Johannesburg's Central Business district is pictured on November 2, 2018. Picture: AFP/ GUILLEM SARTORIO
Johannesburg's Central Business district is pictured on November 2, 2018. Picture: AFP/ GUILLEM SARTORIO

Sifiso Skenjana’s proposal that SA adopt a policy of economic nationalism is a logical response to the failure of the neoliberal philosophy based on the Washington Consensus, which allowed major SA corporations to move their domicile offshore in the 1990s and the takeover of SA companies by foreign owners (Economic nationalism is a positive way forward, April 10).

Expecting Gencor (which listed in London as Billiton) and Anglo American to continue to invest in SA when they were in a position to cherry-pick their investments in the whole wide world was incredibly naive, and it beggars belief that these and other companies that were allowed to move offshore were not required to make a public commitment to future investments in SA.

The obvious question is: who benefited from these overseas listings? Certainly the CEOs who moved to greener pastures and became fabulously rich strutting their stuff on the world stage, but what benefits did the overseas listings bring to SA?

The loss of Anglo American has been a disastrous loss of irreplaceable developmental capacity. What other company or government institution in SA today could develop a project on the scale of Highveld Steel and Vanadium, which Anglo irresponsibly sold to Russian-owned Evraz and is now in business rescue?

The sale of companies such as Iscor and Columbus Stainless Steel to foreign companies may also not be in the national interest unless controls are in place to ensure these companies are operated for the benefit of SA and not for their international interests.
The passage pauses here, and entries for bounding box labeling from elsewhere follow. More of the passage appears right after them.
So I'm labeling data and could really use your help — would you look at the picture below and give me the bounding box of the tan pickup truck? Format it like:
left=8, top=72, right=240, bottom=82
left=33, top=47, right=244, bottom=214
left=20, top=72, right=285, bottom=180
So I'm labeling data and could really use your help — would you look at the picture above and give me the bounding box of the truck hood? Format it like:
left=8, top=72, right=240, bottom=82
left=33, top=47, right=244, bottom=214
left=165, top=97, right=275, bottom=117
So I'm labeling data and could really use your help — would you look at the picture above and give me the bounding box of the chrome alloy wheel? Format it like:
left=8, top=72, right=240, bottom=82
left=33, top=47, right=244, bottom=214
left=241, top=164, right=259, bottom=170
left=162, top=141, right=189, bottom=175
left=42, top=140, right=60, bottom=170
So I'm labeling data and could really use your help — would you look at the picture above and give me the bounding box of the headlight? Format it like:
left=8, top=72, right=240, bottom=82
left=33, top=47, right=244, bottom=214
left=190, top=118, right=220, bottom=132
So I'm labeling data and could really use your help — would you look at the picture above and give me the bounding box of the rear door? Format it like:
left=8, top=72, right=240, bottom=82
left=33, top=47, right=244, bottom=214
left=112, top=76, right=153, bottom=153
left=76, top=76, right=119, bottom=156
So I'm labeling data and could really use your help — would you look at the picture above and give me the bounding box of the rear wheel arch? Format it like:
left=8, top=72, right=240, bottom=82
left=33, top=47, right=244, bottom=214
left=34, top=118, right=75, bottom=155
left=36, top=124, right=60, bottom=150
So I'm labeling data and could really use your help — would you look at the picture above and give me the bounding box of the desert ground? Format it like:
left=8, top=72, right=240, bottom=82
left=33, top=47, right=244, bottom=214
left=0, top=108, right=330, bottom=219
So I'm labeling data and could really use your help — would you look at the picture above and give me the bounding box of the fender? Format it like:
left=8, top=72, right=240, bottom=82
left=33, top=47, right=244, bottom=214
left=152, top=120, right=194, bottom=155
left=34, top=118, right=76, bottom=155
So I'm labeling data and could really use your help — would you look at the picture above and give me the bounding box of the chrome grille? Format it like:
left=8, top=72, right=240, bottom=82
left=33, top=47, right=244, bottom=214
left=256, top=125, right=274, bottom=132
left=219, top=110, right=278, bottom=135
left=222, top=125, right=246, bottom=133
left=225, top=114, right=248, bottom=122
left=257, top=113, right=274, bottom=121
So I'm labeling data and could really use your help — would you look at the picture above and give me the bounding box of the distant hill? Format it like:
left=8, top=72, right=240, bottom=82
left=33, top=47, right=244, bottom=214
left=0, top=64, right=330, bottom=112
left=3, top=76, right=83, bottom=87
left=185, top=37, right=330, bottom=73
Finally, it is a myth that the SA mining houses did not beneficiate minerals and promote industry. Beneficiation has regressed due to the lack of cheap and reliable power from Eskom. The conglomerate structure of the domestically based mining houses was far better suited to promote beneficiation and industrialisation than foreign-based specialist mining companies with limited commitment to SA beyond their mining projects.